Back in May, I joined Roller Derby.
I’m still not sure exactly how it happened. I was with Wendy and Rob at an art gallery that had photographs from a bout, and we all started joking that I should join. The idea of creating an alter-ego and designing a whole look and persona for her is definitely something that is me. I’ve always loved being creative with costumes for Halloween, or for any other sort of theatrical productions. It was not surprising that my closest friends saw my essence in those pictures.
My first thought was that I was too old. Somebody from the league overheard that and told me that they have lots of girls older than me (which is very true). I think at that point I filed it away as a fun thing to do some day. I didn’t take it very seriously, and we didn’t really talk about it any more.
It was soon after that I discovered my recurrence and had to go back into chemo. I think there’s something about being stuck heavy limb’d and fatigued on the sofa that makes you day dream about gliding on wheels. I really started thinking about it at that point and began to research it on the internet.

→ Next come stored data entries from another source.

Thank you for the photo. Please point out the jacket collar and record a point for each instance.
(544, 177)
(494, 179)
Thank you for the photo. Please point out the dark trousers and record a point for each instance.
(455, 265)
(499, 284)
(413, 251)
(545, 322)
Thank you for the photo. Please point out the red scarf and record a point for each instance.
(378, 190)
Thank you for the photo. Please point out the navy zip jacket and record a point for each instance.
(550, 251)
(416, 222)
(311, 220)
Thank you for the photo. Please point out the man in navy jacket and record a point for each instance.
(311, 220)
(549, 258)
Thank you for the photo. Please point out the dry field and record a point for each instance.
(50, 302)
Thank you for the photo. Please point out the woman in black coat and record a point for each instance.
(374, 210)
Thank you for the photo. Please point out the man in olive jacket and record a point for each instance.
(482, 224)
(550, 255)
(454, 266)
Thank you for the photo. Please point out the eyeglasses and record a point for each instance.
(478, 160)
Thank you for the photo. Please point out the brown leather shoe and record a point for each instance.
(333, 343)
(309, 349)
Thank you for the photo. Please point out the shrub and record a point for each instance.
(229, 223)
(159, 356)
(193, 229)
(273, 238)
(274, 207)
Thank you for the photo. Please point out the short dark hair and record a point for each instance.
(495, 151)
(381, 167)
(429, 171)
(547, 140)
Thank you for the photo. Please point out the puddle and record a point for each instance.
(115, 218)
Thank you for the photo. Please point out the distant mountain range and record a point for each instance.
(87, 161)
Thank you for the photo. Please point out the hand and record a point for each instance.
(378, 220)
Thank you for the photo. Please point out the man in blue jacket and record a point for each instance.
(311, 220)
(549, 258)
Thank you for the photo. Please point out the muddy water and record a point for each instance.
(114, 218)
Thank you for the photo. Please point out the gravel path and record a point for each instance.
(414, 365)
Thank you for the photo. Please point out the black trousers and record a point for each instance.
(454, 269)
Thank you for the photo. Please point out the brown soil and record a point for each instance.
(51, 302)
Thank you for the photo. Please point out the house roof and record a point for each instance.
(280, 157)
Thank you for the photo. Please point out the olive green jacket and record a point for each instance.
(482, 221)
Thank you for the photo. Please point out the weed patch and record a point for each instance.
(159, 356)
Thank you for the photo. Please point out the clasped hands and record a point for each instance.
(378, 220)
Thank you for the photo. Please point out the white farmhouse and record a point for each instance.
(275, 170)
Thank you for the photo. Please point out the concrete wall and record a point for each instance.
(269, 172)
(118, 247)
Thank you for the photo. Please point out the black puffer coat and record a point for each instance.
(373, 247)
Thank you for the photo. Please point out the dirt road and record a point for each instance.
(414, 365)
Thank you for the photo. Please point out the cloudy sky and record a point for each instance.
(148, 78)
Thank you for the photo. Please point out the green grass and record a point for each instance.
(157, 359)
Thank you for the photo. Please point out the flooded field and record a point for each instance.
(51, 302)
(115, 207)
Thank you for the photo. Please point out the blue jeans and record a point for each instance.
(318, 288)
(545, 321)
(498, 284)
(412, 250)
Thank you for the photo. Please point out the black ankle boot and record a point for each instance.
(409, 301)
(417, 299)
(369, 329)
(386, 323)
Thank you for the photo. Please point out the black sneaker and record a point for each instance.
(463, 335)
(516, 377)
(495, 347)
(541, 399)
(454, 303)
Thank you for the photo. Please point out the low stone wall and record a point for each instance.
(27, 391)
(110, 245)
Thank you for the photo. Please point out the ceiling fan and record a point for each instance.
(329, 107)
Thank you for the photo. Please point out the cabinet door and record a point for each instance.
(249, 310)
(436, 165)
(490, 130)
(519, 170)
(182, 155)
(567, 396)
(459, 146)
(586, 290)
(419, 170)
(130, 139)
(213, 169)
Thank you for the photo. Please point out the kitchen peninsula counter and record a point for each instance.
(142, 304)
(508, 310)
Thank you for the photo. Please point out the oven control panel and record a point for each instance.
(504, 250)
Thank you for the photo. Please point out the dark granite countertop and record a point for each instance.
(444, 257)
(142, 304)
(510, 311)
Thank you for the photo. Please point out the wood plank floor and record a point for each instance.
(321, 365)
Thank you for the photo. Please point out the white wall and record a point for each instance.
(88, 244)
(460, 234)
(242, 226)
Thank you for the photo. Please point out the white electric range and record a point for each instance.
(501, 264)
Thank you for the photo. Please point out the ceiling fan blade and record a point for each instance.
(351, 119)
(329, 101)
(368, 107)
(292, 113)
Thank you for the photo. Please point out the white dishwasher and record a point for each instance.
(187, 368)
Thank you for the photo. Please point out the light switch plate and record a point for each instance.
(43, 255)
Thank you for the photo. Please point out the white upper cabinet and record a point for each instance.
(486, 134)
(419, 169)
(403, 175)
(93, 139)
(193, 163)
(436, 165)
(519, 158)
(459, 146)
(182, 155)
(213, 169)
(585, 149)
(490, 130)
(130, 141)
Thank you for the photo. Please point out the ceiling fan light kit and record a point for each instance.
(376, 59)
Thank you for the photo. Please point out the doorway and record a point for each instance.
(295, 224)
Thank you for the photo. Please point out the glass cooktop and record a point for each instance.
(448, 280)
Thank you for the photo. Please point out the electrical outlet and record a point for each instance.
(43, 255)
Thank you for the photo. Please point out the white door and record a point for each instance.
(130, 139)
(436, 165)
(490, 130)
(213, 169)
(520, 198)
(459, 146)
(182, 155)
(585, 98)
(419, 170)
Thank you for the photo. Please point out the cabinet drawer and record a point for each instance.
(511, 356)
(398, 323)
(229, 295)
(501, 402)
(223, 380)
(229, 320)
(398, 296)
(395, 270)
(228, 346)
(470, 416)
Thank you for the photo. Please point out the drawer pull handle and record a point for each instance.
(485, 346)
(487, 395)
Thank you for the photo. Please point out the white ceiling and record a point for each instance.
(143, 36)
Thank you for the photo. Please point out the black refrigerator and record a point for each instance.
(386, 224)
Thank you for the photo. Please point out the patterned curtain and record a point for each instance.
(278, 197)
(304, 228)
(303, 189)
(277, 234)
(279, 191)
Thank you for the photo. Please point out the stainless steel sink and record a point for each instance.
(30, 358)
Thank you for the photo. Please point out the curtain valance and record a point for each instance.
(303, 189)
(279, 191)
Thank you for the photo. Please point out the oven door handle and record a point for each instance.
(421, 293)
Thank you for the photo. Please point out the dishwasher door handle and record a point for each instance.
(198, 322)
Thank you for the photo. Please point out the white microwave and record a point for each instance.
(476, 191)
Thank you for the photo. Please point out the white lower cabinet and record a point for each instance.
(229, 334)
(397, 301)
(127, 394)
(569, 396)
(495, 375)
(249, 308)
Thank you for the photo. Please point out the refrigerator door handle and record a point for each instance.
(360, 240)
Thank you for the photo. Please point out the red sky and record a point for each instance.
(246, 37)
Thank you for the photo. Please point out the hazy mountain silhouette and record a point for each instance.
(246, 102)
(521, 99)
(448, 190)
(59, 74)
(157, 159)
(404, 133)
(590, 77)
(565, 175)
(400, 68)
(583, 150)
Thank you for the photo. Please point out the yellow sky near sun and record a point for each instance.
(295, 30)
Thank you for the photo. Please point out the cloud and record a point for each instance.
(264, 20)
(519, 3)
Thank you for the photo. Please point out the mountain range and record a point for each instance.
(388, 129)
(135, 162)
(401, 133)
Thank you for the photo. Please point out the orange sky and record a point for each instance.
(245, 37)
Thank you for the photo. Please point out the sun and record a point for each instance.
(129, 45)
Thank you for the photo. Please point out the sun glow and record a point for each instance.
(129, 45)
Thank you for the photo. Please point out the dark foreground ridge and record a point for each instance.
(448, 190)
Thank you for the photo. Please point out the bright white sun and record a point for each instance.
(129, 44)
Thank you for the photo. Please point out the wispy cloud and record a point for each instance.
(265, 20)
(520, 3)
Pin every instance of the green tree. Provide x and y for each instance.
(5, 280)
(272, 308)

I also realized I needed a therapeutic outlet. Smashing into people fits the bill for that quite nicely.
I then found a local league and joined.
I hadn’t been on quad skates since I was about twelve. It took me a good two weeks to be able to just balance. And two more to learn how to stop.

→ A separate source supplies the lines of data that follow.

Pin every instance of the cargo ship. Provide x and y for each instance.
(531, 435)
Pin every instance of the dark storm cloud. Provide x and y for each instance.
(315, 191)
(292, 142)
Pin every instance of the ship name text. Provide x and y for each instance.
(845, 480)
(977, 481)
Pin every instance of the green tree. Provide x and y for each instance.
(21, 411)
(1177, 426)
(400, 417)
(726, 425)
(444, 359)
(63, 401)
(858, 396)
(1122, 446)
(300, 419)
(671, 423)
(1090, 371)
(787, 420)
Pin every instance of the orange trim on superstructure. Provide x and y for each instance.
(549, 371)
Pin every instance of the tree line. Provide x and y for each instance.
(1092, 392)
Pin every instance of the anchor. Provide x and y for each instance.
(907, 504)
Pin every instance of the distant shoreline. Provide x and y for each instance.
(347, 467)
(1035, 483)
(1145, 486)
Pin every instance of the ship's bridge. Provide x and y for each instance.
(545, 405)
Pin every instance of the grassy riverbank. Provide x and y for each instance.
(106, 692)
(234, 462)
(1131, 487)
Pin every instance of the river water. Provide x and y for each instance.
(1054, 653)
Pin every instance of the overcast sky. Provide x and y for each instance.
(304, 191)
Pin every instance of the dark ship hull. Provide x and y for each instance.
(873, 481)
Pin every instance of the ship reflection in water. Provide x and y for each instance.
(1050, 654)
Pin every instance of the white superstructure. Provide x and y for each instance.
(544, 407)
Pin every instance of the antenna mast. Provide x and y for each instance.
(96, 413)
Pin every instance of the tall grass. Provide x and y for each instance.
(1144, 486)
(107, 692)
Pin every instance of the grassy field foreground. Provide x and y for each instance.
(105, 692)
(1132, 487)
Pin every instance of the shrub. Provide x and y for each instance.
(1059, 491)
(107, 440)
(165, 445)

I was one of the slower, less skilled of the new girls, but there were others far worse off than me.
Then I had my medical issues and had to miss about a month of practices. I still came to watch so that I knew what they were doing, but I didn’t get to try it myself.
So yesterday I felt really out of it when I tried to keep up with their drills. Everybody was talking about how later that day would be our first practice on the obstacle course that is part of the test we need to pass before we can be drafted to teams. I debated whether to even do it. I literally had not been on skates for a month and had barely gotten comfortable on them before that. I had all but resigned myself to the idea that I was probably just going to repeat the beginners class (the Cherry Posse) in the fall.
Turns out it was the best thing I could have done. While my time was slower, I was able to do everything, and even did things better than several of the other skaters. That was exactly the confidence booster I needed. Speed is just practice. I can totally do that, and now I think I’m still a contender for passing this test next month.